Ministro da Economia, Paulo Guedes 31/03/2020 (Ueslei Marcelino/Reuters)
Ligia Tuon
Publicado em 21 de julho de 2020 às 12h43.
Última atualização em 21 de julho de 2020 às 13h58.
Embora o ministro da Economia, Paulo Guedes, defenda que não há espaço para altas de impostos, alguns setores reclamam que o modelo de reforma tributária defendida tanto pelo governo quanto pelo Congresso trará um aumento da carga tributária.
Não deixa de ser verdade, mas em alguns casos. A proposta de reforma tributária promete manter a carga tributária como porcentagem do Produto Interno Bruto (PIB), mas há uma redistribuição desse ônus entre os diferentes setores da economia.
O texto que já tramita no Congresso e que recebe nesta terça-feira, após um ano de promessas, a contribuição do Executivo, cria um imposto único que incide sobre bens e serviços, aos moldes dos praticados em países desenvolvidos.
No plano dos parlamentares, ele substituiria cinco tributos já existentes: os federais PIS, Cofins, IPI e os estaduais ICMS e ISS. Já o plano do governo federal, num primeiro momento, deve incluir apenas a unificação de PIS e Cofins.
O setor de serviços, por exemplo, reclama que terá, de cara, um aumento de 30% e há várias associações da área que fazem lobby ativo contra a proposta.
"Esses precisarão ser convencidos de que o efeito sobre o crescimento do PIB vai compensar [suas perdas", diz Pedro Nery, economista e consultor do Senado.
O economista explica que é natural que haja uma perda para alguns num primeiro momento, sobretudo para o setor de serviços, pouco tributado hoje em dia:
"(O fato de ser pouco tributado) é bom para o rico, que consome mais serviços (um exemplo extremo é o spa, o hotel). E os prestadores ricos também são subtributados (o advogado, o consultor financeiro)", diz.
Os autores do projeto sabem que nem todo mundo ficará feliz com as mudanças num primeiro momento, mas defendem que isso mudaria com o tempo, com a simplicação do sistema de impostos e com o fim das distorções alocativas do atual sistema:
"Com o impacto positivo da reforma sobre o crescimento, mesmo a maioria dos setores que têm aumento de preço relativo tende a ser beneficiada", diz Bernard Appy, diretor do Centro de Cidadania Fiscal (CCiF) e um dos mentores da proposta em análise pelos parlamentares.
Appy explica que o impacto sobre os diversos setores ocorre ao longo da transição. Na Proposta de Emenda Constitucional (PEC) 45, que tramitava na Câmara antes da união com o projeto do Senado, e para a qual o economista colaborou, essa transição seria de dez anos:
"O impacto positivo sobre o crescimento aparece com alguma defasagem, mas o efeito começa a aparecer de forma mais relevante após uns três ou quatro anos", diz.
A insatisfação pode ser ilustrada pela reclamação do presidente da Ordem dos Advogados do Brasil (OAB), Felipe Santa Cruz, em seu Twitter, no qual diz que a reforma é "simples aumento de carga tributária".
Cruz alega que a carga irá dobrar para a pessoa jurídica. Categorias de profissionais liberais, como advogados e médicos, hoje costumam receber através de suas empresas, e com isso são objeto de tributação mais baixa do que alguém que receba o mesmo valor como pessoa física.

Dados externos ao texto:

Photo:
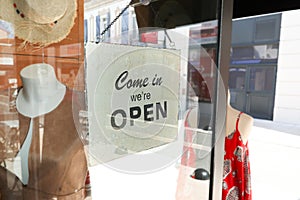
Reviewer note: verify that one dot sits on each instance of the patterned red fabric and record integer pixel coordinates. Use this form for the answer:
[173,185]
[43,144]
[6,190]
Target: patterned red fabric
[236,169]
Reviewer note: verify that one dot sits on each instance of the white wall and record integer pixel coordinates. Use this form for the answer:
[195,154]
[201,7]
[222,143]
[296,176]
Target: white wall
[287,95]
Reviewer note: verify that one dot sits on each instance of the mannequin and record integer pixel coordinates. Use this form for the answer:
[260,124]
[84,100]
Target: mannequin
[41,92]
[245,123]
[236,167]
[53,163]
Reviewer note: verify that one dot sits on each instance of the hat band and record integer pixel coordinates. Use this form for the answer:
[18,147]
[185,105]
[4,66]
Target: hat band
[22,15]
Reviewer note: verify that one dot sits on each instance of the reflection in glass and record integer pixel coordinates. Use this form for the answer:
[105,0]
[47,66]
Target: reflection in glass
[261,79]
[237,78]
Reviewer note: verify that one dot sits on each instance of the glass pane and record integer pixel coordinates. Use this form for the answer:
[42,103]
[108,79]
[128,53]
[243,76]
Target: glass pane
[237,78]
[108,143]
[261,79]
[267,51]
[41,97]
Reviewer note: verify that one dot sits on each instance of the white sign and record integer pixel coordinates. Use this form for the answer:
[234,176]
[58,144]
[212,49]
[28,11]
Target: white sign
[132,97]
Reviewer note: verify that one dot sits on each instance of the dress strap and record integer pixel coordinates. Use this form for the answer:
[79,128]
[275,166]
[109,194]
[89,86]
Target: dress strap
[237,121]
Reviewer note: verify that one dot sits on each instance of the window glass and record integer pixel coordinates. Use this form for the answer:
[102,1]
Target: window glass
[261,79]
[237,78]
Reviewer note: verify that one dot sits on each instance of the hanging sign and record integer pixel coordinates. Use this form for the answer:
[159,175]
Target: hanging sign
[133,97]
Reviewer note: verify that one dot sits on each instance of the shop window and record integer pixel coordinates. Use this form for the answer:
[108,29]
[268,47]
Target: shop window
[85,30]
[261,79]
[98,28]
[265,30]
[237,78]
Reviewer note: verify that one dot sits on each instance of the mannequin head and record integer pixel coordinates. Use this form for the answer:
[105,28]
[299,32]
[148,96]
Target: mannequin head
[41,91]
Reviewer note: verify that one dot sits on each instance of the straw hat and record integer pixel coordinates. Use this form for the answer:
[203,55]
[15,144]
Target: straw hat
[40,22]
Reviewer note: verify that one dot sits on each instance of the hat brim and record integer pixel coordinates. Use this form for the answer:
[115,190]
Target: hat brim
[39,34]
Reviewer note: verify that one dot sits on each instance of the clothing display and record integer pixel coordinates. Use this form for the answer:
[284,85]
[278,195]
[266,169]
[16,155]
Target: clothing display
[57,163]
[236,171]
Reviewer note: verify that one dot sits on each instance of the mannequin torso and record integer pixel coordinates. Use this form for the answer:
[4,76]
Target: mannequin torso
[244,126]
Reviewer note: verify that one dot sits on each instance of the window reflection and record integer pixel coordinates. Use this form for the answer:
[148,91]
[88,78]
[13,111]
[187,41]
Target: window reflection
[261,79]
[237,78]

A "reforma tributária" de Paulo Guedes é puro e simples aumento de carga tributária, para quebrar de vez a classe média! Indefensável. Uma proposta vergonhosa, contraditória com o discurso liberal e distante das necessidades urgentes por uma reforma tributária estruturante.
— Felipe Santa Cruz (@fsantacruz_rj) July 20, 2020
"Quem presta serviço para empresa (como advogado) vai ser beneficiado, pois vai pagar mais imposto, mas o tomador do serviço vai recuperar todo imposto pago na forma de crédito", diz Appy.
Para evitar a cumulatividade de cobrança ao longo das cadeias produtivas, a proposta encampada pelo economista prevê um sistema de créditos para compensar quem pagou um imposto mais de uma vez.